The well-known North America Nebula (NGC 7000), with the smaller Pelican Nebula (IC 5067) to the right, in Cygnus, taken in the deep red light of hydrogen and rendered here in monochrome. This shows the rich detail and structure in the nebulas. This is a stack of 16 x 16-minute exposures with the Canon EOS Ra, on the SharpStar 94mm EDPH refractor with its f/4.5 flattener/reducer lens. The camera had a 12nm Astronomik clip-in H-a filter installed. The images were shot over two nights and with the Moon up for most exposures. Autoguided with the Lacerta MGEN3 stand-alone guider. In processsing I used Lumenzia 10 to create luminosity masks on Curves layers to bring out the nebulosity. An application of the Star XTerminator plug-in for Photoshop created a starless layer that was blended back in selectively to eliminate or suppress stars to help accentuate the nebulosity and structure, but without a fully starless image which often shows pockmarked artifacts where the stars were. A high pass filter further snapped up the dark lanes and streaks. A colour grade adds the slight blue tint for artistic effect. All stacking, alignment and blending with Photoshop 2022.

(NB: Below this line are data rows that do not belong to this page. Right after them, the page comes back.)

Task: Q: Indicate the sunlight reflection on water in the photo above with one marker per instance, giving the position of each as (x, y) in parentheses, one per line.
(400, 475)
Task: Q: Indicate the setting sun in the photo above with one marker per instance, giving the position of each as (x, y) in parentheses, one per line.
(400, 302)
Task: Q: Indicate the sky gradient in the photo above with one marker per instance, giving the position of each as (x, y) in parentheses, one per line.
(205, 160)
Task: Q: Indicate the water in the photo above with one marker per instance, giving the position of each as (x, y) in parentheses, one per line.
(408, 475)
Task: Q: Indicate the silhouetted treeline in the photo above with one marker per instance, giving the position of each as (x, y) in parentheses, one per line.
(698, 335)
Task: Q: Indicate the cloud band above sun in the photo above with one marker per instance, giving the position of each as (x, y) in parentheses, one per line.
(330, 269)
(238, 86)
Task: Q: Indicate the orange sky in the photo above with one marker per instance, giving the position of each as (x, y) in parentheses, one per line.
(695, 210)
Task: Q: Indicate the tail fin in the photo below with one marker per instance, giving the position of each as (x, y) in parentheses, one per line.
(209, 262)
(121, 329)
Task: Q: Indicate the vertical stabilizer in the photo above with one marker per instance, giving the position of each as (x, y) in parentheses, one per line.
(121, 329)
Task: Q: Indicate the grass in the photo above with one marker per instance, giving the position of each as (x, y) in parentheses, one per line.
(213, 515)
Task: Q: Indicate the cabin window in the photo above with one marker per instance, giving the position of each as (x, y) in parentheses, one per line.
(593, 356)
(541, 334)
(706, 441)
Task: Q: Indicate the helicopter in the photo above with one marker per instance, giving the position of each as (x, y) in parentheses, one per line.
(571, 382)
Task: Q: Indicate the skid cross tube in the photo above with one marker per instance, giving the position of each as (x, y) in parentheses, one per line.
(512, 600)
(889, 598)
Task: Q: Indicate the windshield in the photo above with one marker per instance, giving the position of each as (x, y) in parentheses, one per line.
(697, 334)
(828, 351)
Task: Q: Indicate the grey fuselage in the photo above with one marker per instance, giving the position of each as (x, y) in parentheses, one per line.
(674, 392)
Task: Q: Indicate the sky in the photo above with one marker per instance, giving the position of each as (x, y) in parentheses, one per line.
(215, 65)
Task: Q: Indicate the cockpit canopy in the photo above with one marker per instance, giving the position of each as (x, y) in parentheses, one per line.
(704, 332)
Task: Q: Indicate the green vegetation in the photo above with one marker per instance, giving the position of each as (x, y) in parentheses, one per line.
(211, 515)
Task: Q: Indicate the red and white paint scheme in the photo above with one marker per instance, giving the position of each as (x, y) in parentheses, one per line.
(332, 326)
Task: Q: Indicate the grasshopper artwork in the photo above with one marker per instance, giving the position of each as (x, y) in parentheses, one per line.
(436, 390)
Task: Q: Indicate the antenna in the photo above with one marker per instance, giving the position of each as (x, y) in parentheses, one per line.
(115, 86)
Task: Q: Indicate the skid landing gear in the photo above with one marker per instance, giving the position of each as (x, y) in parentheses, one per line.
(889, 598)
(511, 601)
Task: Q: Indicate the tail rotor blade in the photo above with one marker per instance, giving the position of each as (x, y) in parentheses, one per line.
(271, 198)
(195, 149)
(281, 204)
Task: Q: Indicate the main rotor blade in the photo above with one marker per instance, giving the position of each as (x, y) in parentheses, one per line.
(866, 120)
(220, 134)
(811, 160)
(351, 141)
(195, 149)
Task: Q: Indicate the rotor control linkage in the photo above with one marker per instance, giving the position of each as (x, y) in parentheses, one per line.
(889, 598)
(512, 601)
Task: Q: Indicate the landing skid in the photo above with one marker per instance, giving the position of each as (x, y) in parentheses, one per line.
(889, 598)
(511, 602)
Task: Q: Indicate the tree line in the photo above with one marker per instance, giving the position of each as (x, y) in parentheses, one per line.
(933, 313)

North American Nebula (NGC 7000) and environs in Cygnus. Pentax 6x7 camera on Vixen 108DD doublet ED astrographic scope, at f/5, 540mm focal length. Ektachrome E200 slide film with 50 minute exposure, taken July 28, 2003. Autoguided on AP600 mount. Object near zenith under good but not super clear skies. Scanned on Nikon 8000ED scanner with 8x sampling and Super Fine mode. Image is a single exposure not a stack of multiple exposures. Slight gaussian blur (2.5 pixels) applied to Red channel to smooth background of nebulosity without blurring stars. Also, Blue channel scaled up 100.2% and Red channel scaled down 99.9% to largely eliminate lateral color which spread stars out at corners. It worked very well -- only slight coma remains in Blue and hardly visible in RGB full color.